Ele recordou que o mesmo ocorreu quando de privatizações anteriores, mas previu que essas ações não vão ter consequências, porque a privatização está sendo feita com transparência e dentro dos preceitos legais e objetivos positivos.
O porta-voz lamentou, ainda, o que qualificou como a sabotagem ocorrida em Santa Catarina, onde instalações da Telebrás foram danificadas, e disse que esse tipo de ação não condiz com a índole da população brasileira. Ele assegurou, entretanto, que o leilão vai ser realizado, adiantando que todas as medidas judiciais estão sendo tomadas para viabilizar a privatização da estatal.
Cada vez mais, o MST se comporta como um grupo de assaltantes comuns.
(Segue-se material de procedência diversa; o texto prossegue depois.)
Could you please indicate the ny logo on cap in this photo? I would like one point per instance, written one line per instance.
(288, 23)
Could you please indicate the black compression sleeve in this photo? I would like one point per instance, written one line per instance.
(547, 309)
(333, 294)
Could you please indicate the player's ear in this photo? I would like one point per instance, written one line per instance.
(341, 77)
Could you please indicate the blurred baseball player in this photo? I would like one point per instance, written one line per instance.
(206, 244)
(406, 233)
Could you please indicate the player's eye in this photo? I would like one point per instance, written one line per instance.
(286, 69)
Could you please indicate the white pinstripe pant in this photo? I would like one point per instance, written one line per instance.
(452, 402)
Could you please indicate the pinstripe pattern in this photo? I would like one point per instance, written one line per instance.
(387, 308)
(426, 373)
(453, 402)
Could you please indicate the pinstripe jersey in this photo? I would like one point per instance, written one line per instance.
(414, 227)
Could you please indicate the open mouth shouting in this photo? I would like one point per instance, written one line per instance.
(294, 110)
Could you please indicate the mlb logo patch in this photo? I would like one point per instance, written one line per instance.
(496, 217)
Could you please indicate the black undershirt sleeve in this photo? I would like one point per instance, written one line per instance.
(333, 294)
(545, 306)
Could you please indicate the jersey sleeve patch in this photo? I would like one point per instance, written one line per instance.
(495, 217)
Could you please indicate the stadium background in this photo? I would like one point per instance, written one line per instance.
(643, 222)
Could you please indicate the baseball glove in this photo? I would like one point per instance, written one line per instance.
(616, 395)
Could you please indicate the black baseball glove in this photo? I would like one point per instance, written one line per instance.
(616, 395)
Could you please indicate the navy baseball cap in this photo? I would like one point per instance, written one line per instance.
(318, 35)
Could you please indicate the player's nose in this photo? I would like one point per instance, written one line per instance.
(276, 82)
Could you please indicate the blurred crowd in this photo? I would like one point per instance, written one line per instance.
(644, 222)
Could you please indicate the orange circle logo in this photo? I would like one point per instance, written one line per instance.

Foi o que disse Amaral, ao informar que o presidente Fernando Henrique Cardoso considera lamentável a atitude do Movimento dos Trabalhadores Rurais Sem Terra (MST) de invadir o edifício-sede do BNDES, no Rio de Janeiro.
MinistroO ministro das Comunicações, Luiz Carlos Mendonça de Barros, e o advogado-geral da União, Geraldo Quintão, deverão acompanhar juntos o andamento do leilão do sistema Telebrás no gabinete de Mendonça de Barros, no oitavo andar da sede do Ministério das Comunicações, em Brasília, de acordo com informações prestadas por assessores próximos. Eles ficarão sabendo de todos os acontecimentos na Bolsa de Valores do Rio de Janeiro por meio de computadores ligados à Internet.
A Embratel transmitirá ao vivo, pela Internet, a sua própria privatização e a das outras 11 empresas do sistema Telebrás.
O Quartel General dos advogados do Banco Nacional de Desenvolvimento Econômico e Social (BNDES), da Telebrás e da Advocacia-Geral da União (AGU), que emitirão as orientações para todo o Brasil na batalha das liminares, ficará em outro local. A centralização será feita pela Procuradoria Geral da União, órgão da AGU encarregado de fazer a interface com os tribunais, disse ontem uma fonte do Palácio do Planalto que preferiu não ser identificada. A mesma fonte acrescentou que dependem exclusivamente da iniciativa do advogado-geral da União as ações movidas junto ao Supremo Tribunal Federal (AE).